The field of hardware design automation is witnessing a significant shift towards leveraging large language models (LLMs) and innovative methodologies to improve design efficiency, accuracy, and adaptability. Recent developments have focused on addressing the challenges of automated hardware design, including hallucinations in LLM-generated code and the need for efficient design space exploration. Novel frameworks and techniques, such as agentic LLMs, prompt engineering, and retrieval-augmented generation, are being explored to enhance the capabilities of LLMs in hardware design. Additionally, there is a growing emphasis on developing infrastructure for multi-level hardware design and power, performance, and area (PPA) estimation. Noteworthy papers include:
- VeriMind, which proposes an agentic LLM framework for automated Verilog generation with a novel evaluation metric, achieving up to 8.3% improvement on pass@k metric and 8.1% on pass@ARC metric.
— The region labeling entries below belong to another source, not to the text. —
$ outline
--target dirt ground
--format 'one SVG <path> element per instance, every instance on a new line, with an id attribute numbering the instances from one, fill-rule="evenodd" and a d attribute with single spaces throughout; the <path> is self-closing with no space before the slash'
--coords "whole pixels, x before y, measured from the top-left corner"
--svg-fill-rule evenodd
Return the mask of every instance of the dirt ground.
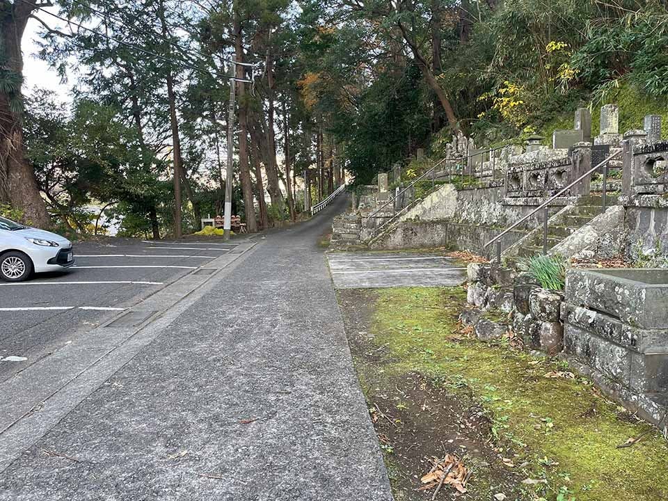
<path id="1" fill-rule="evenodd" d="M 493 500 L 500 494 L 525 499 L 524 477 L 502 461 L 512 458 L 512 452 L 495 445 L 489 417 L 472 398 L 451 392 L 439 376 L 409 368 L 404 374 L 385 372 L 383 366 L 390 360 L 369 334 L 377 296 L 374 289 L 341 290 L 339 303 L 395 499 L 431 499 L 434 488 L 418 491 L 420 477 L 429 471 L 434 458 L 446 454 L 456 456 L 471 471 L 466 499 Z M 444 486 L 437 499 L 460 496 Z"/>

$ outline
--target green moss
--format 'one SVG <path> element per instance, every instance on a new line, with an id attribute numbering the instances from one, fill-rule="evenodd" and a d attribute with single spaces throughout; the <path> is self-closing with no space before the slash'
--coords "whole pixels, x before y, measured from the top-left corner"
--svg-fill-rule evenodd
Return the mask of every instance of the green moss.
<path id="1" fill-rule="evenodd" d="M 633 447 L 617 449 L 649 425 L 628 419 L 590 381 L 546 378 L 563 364 L 504 342 L 460 339 L 456 312 L 464 295 L 459 287 L 380 290 L 373 333 L 390 351 L 384 374 L 419 371 L 472 392 L 502 446 L 511 445 L 519 462 L 530 463 L 527 475 L 548 479 L 540 494 L 549 500 L 564 488 L 577 501 L 668 499 L 668 447 L 660 434 L 651 431 Z"/>

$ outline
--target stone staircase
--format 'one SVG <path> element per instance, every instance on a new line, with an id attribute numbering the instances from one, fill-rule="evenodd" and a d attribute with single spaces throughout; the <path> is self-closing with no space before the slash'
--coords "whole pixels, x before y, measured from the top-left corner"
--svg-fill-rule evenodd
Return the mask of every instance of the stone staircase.
<path id="1" fill-rule="evenodd" d="M 616 203 L 616 197 L 607 197 L 608 207 Z M 601 196 L 581 197 L 578 205 L 568 205 L 552 216 L 548 220 L 548 253 L 550 253 L 551 249 L 601 214 L 602 207 Z M 543 238 L 541 224 L 504 251 L 502 257 L 507 265 L 514 267 L 522 258 L 542 254 Z"/>

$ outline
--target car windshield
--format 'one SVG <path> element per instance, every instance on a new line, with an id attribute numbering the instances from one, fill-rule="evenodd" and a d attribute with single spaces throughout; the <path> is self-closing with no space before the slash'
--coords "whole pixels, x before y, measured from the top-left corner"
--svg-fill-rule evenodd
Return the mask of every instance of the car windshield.
<path id="1" fill-rule="evenodd" d="M 8 230 L 9 231 L 15 231 L 16 230 L 23 230 L 25 226 L 23 225 L 19 225 L 18 223 L 15 223 L 13 221 L 6 219 L 3 217 L 0 217 L 0 230 Z"/>

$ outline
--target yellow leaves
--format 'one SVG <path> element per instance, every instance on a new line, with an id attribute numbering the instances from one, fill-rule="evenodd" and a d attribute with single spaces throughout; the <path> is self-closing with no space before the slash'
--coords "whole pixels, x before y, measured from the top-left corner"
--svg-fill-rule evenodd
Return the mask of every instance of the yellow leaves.
<path id="1" fill-rule="evenodd" d="M 319 97 L 318 95 L 317 86 L 320 81 L 321 77 L 319 73 L 310 72 L 304 75 L 304 77 L 301 79 L 301 80 L 297 81 L 301 99 L 308 109 L 312 109 L 318 104 Z"/>
<path id="2" fill-rule="evenodd" d="M 550 54 L 550 52 L 557 52 L 564 50 L 564 49 L 568 48 L 568 47 L 570 46 L 565 42 L 555 42 L 552 40 L 546 45 L 545 50 Z"/>

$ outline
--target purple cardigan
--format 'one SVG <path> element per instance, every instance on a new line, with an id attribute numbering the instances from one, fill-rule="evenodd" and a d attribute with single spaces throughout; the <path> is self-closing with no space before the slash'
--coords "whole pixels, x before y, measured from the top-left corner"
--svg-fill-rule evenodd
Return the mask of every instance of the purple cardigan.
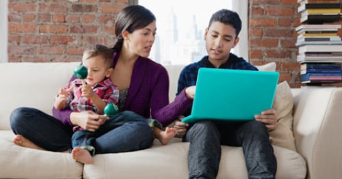
<path id="1" fill-rule="evenodd" d="M 118 53 L 114 55 L 114 64 Z M 76 77 L 73 76 L 71 80 Z M 152 117 L 164 126 L 174 121 L 192 105 L 192 100 L 185 96 L 183 90 L 169 104 L 169 78 L 166 69 L 148 58 L 139 57 L 134 64 L 131 85 L 123 110 L 132 111 L 146 118 Z M 71 126 L 70 109 L 53 109 L 53 115 L 63 124 Z"/>

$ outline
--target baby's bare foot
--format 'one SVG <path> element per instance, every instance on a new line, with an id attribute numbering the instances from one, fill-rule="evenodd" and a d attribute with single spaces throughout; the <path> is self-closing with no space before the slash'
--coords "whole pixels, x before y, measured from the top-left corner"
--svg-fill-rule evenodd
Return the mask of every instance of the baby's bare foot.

- HDLCoRe, which presents a training-free framework for mitigating hallucinations in LLM-generated HDL, resulting in superior performance on the RTLLM2.0 benchmark and significantly reducing hallucinations.
- MLDSE, which introduces a novel infrastructure for domain-specific design space exploration of multi-level hardware, enabling three-tier DSE spanning architecture, hardware parameter, and mapping.
- RocketPPA, which develops an ultra-fast LLM-based PPA estimator at code-level abstraction, achieving significant improvements in power, delay, and area estimation accuracy.